The anithesis of this is to be found in Meyerbeer, a man not without high talents, but who turned back from, or crawled around every obstacle that he met. He desired the applause of the multitude above all things. He won it - temporarily. But his fame has faded just as the fashions of his time have faded, while Wagner's stands firm as the eternal hills.

It is not given to every musical life, even among the very great, to meet with obstacles. Mendelssohn, for example, even in his childhood, received the name (not given him at birth) of "Felix", ("happy"), and it fitted to almost his entire life. But the very lack of opposition, the possession of wealth and social position, worked havoc with his greatness; he might have been a genius, he became something less.

Brahms, too, although at first there was something of the sting of poverty, lived a rather phlegmatic life, which alone prevented him from becoming a second Beethoven. Verdi, also, after the earliest period seems to have been without any adverse events. but in his case it led to no emasculation of power; he was a notable exception to the rule that:

"The anguish of the singer
Makes the beauty of the strain."

Haydn also led a sheltered  and protected life until nearly sixty years of age at the castle of Esterhazys, and then produced his best works in a triumphant old age.

Sometimes, alas, the victory is not won during the lifetime of the composer. The careers of Hugo Wolf, of Goetz, even of Schubert, seem to end in defeat, but posterity at least accorded the triumph to their steadfastness under trial. On the whole, however, the lesson in the lives of most musical geniuses is unmistakable. Be true to yourself and to your ideal no matter what difficulties stand in the path. The triumph is possible, nay, if you are of proper caliber, it is certain. "Sweet are the uses of adversity", for in this crucible the pure gold of art is refined.

The Japanese have a high minded belief in a personal courage.

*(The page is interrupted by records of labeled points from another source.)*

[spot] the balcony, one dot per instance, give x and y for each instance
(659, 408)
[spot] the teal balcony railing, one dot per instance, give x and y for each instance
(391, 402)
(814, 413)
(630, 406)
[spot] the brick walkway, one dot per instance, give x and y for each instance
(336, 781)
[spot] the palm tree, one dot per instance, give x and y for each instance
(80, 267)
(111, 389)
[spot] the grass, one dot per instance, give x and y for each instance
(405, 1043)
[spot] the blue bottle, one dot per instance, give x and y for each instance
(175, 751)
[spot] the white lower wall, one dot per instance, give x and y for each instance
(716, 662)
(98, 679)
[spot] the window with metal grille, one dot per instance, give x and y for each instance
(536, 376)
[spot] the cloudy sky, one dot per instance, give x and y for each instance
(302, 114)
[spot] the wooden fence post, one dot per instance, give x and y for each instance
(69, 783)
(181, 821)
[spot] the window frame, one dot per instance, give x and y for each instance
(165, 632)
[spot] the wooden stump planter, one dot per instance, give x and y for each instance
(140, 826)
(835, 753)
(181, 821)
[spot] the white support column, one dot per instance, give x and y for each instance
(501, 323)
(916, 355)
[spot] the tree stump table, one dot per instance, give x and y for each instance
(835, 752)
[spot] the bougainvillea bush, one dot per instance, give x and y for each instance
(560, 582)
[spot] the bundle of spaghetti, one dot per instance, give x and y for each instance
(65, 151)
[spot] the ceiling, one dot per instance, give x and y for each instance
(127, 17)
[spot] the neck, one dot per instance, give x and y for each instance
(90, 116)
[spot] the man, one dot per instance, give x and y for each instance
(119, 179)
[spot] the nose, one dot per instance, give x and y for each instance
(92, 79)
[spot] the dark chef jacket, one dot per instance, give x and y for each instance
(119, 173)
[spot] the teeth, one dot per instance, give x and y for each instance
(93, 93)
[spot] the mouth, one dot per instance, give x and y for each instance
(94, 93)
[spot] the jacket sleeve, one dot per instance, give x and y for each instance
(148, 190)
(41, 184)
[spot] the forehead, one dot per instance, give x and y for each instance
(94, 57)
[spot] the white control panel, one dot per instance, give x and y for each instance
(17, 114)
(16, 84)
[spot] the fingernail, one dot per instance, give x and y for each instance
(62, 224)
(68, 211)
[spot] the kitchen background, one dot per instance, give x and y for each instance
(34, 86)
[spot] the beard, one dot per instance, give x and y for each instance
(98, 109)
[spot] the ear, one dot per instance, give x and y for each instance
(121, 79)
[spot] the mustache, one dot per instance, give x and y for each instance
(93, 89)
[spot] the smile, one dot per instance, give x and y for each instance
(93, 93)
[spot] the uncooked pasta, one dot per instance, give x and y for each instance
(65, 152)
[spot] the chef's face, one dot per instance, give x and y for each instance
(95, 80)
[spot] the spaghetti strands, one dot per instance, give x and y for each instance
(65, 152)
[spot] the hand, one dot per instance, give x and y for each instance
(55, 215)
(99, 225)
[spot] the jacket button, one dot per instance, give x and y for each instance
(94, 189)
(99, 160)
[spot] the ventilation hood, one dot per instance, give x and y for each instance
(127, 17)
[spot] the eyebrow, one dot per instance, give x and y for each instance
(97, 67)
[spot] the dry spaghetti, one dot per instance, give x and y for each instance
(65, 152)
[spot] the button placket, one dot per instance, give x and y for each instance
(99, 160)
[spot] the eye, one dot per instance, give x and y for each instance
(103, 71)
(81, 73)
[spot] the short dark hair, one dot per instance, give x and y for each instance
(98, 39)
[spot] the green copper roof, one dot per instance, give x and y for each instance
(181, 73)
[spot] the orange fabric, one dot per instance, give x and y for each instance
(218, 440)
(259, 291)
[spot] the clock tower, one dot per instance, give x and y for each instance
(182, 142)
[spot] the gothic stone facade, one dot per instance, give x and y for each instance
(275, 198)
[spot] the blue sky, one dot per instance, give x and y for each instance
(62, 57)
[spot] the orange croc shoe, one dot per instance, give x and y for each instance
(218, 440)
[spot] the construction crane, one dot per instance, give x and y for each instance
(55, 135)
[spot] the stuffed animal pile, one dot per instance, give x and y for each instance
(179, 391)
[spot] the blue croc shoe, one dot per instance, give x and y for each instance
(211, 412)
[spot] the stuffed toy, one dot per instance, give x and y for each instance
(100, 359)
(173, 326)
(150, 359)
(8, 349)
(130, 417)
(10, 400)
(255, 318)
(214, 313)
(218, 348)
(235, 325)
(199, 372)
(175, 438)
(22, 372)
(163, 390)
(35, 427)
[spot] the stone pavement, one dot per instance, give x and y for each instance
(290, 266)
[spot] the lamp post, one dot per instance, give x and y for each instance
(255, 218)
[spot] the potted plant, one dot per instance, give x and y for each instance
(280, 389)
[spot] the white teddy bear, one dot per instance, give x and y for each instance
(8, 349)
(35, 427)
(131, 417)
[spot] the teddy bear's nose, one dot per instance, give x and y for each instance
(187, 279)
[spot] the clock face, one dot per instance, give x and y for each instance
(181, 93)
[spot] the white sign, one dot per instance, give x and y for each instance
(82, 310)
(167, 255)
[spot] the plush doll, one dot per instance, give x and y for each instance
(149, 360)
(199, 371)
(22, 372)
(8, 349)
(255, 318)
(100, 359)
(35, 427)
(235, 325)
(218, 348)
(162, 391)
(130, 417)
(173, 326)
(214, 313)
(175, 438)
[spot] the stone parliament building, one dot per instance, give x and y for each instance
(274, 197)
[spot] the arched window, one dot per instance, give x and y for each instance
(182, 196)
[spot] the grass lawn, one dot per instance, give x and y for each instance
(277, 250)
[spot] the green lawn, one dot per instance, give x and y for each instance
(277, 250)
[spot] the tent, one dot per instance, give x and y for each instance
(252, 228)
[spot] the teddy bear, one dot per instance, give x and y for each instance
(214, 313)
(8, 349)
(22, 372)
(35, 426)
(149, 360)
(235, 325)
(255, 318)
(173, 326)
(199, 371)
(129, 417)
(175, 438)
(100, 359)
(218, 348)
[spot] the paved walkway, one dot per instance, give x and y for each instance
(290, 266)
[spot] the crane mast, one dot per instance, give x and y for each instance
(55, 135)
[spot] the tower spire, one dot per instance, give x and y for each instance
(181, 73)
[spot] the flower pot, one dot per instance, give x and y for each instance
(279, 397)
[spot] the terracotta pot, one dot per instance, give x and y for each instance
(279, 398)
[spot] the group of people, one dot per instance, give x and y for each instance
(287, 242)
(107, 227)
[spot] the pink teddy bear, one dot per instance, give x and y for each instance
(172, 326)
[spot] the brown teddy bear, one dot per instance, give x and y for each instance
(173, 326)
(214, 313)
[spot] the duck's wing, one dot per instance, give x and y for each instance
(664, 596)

Not merely the courage of the battlefield, or the contempt of danger, but a courage that shall defy the ordinary or the more prosaic obstacles of life; that shall bear want, hunger, sickness, disappointment cheerfully and calmly; that shall win against both the great tempests and the mosquito bites of existence. They call this everyday courage bushido! From the lives of many of the greatest composers the lesser musicians may also attain an inspiring lesson for their humbler careers and attain bushido.